Improved Patient Care System Receives ICHI Best Paper Award

 

A research paper co-authored by members of the Stony Brook University Department of Computer Science (CS) and Stony Brook University School of Medicine (SOM) has won the IEEE International Conference on Healthcare Informatics (ICHI) 2015 Best Paper Award. The paper, titled Patient Centered Identification, Attribution, and Ranking of Adverse Drug Effects, is the outcome of  collaborative research  between professors Ritwik Banerjee and I.V. Ramakrishnan from CS and Dr. Mark Henry, Chair of Emergency Medicine and Matthew Perciavalle, Clinical Pharmacist, from SOM.

ICHI is a community forum focused on using computer science, information technology, and communication technology to benefit healthcare and public wellness. The conference celebrates new technical innovations in computing-oriented health informatics. This year’s conference was held in Dallas, Texas from October 21st to 23rd.

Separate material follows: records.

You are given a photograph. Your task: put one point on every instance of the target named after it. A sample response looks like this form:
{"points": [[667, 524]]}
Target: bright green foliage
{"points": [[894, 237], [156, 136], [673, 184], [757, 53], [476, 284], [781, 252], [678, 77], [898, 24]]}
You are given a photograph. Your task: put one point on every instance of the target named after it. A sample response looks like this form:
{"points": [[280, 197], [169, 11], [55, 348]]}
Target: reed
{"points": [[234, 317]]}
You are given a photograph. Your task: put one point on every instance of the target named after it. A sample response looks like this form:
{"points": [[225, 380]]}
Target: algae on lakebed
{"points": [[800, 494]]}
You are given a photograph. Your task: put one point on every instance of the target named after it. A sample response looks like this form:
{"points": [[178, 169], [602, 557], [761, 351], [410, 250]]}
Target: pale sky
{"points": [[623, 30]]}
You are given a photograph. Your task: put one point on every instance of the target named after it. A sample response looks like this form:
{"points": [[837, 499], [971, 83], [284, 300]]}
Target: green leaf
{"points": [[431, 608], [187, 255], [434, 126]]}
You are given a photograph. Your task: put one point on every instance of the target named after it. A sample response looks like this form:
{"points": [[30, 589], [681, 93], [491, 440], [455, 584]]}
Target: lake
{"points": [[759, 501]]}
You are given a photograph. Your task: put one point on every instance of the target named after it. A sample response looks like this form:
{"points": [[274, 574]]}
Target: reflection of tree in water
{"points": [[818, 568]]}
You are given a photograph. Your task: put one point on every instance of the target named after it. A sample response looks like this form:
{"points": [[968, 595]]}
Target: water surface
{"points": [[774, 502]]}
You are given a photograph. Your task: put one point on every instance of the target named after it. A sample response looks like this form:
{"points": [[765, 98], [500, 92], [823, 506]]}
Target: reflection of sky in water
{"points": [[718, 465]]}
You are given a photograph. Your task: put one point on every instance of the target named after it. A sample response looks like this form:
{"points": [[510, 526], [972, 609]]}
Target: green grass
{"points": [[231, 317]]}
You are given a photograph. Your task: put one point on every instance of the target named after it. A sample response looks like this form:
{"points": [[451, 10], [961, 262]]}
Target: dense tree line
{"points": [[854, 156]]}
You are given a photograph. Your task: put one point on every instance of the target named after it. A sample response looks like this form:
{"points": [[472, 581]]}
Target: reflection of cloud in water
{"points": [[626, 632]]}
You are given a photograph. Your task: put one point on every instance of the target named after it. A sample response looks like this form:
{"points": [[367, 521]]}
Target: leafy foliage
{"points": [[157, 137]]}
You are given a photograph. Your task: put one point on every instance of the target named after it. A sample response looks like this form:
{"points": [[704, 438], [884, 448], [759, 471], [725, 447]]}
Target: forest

Each year, ICHI gives an award to the best research paper presented at the conference. The Stony Brook team’s paper studying adverse drug effects (ADE) and how to deal with them took home the prize for 2015. Their paper aims to help emergency room physicians manage patient data more efficiently and give them an evidence-based clinical decision support tool. Researchers examined ADEs which trigger a high number of hospital ER visits each year. Information about ADEs is often available as narratives in online databases and they serve as a doctor’s primary reference point for diagnosis which can be error prone and time consuming.  In their paper, Banerjee and Ramakrishnan presented a system that utilizes heterogeneous information sources and natural language processing (NLP) that automates the detection of ADEs and provides a list of suspect drugs ranked by their likelihood of triggering a patient complaint or additional symptom.

Banerjee’s area of research is statistical natural language processing and computational linguistics, with focus on linguistic semantics and learning knowledge that is implicit in natural language data. Professor I.V. Ramakrishnan’s work focuses on artificial intelligence, computational logic, machine learning, information retrieval, and computer accessibility.

“This work is a fine example of the importance of using computer science to develop tools that result in improved patient care”, said Ari Kaufman, Department Chair. The Department of Computer Science extends its heartiest congratulations to the entire team.